Ele cirandava pela rua escura
de edifícios em ruínas. O miar do gato ao longe, e o ruído que chegava das
casas, eram a sua única companhia. O ambiente era idêntico ao modo como estava
vivendo, tudo lhe era pesado, ele, contra o mundo. Pensamento absurdo de quem
não encontra solução para os seus próprios problemas e se agarra ao pessimismo.

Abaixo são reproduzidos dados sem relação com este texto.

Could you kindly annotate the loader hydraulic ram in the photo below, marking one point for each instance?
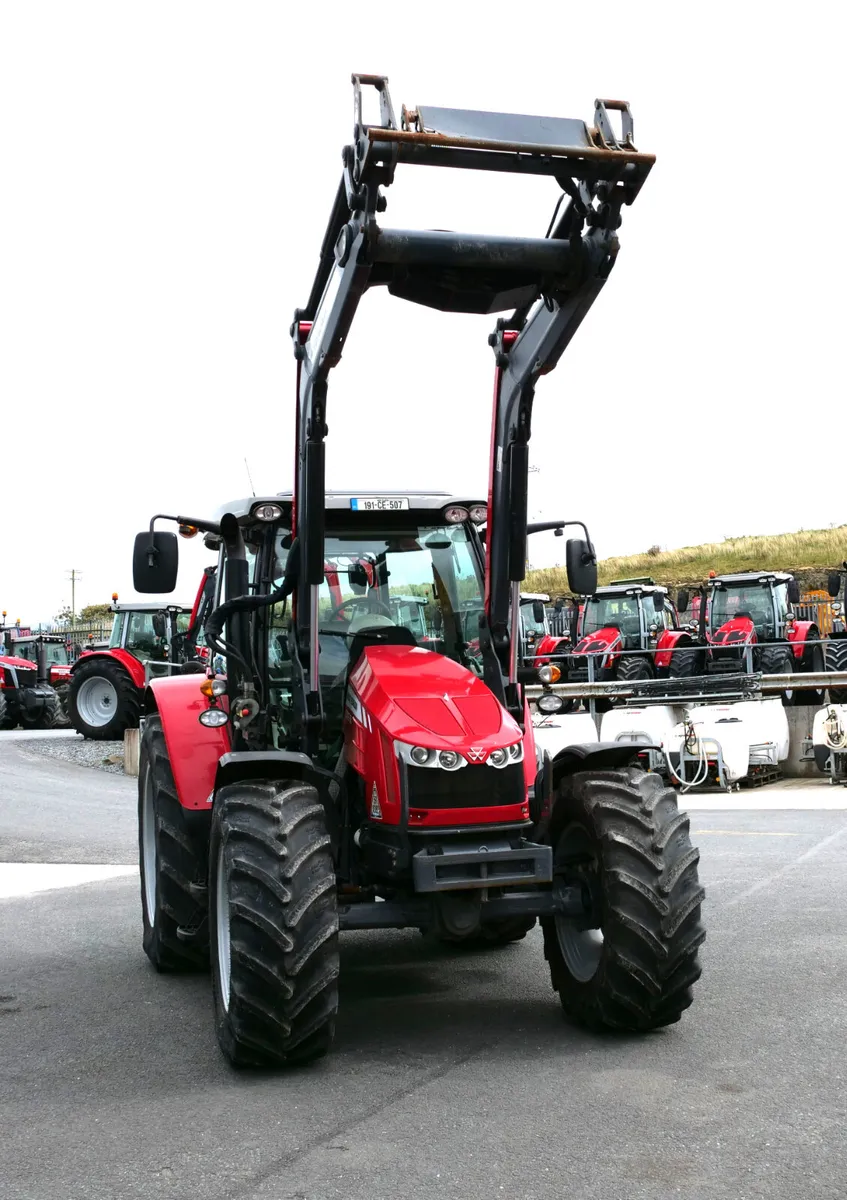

Ultimamente, era comum meter-se em batalhas de opiniões e discussões, onde
quase sempre ficava sem norte e acabava por se empertigar, perdendo a razão, diluindo-a
nas nuvens negras, que ele próprio gerava. Sabia, ter de procurar, fora dos
sítios habituais, as respostas, mas acima de tudo, encontrar dentro de si, as
perguntas. A rotina instalada, de esperar que as coisas aconteçam, não abria
horizontes. Para se obter resultados, é necessário definir bem o que se
procura, onde procurar e o que se deseja encontrar. Ali, ele cirandava, mas
também, sentar-se na esplanada olhando as plantas do jardim, ou no areal,
observando a ondulação mar, só por si, não resultaria, se efectivamente, não deixasse
o espírito libertar-se e ter a coragem de arriscar. Ele queria ser alguém, que
não se servisse das palavras de forma inadequada, para enganar as emoções, ou alimentar
falsas ilusões, antes usá-las para alimentar sonhos e que o ajudassem a
enfrentar a realidade. Este debate, permanente dentro de si, espelhando
dúvidas, retirava-lhe o sossego, a incerteza no provir, era uma merda. Sim, sabia
o que o comum das pessoas dizem: o importante é viver o presente, blá, blá, blá. Pois,
está bem, e como se pára o pensamento, que circula à velocidade suprasónica,
nessa busca, duma razão para este seu estado de espírito? A culpa será da
economia, da pandemia, do medo viscoso que ainda domina as pessoas, no registo da
distância física segura, na máscara que açaima, na surdez às evidências, ou na
aceitação, da mentira de vozes variadas de sentido único, em todos os media, em
especial os televisivos, que agora nesta guerra dos eslavos, se veio acentuar? É
bem possível que seja tudo isso, que nos faz perder o norte, pôr em causa os
valores com que fomos educados, de duvidar do que aprendemos, do nosso conhecimento,
da nossa capacidade de lutar e amar, de expor das fraquezas humanas. Fraquezas
estas, exploradas por técnicos e especialistas vários, no sentido de moldar
quem somos, para sermos aquilo, que quem domina a sociedade, quer que sejamos. Será
essa, a razão da angústia, da dificuldade de comunicar, de fechar o rosto, ou
desabar em palavras incoerentes e perdidas de sentido? Possivelmente, a maioria
dos outros, nunca entenderão esta “pescadinha de rabo na boca”, que o trouxe a
esta rua escura, afastado do comum dos mortais, a sua maioria catequizados por leis
e pressões, daqueles que na sombra exercem o poder.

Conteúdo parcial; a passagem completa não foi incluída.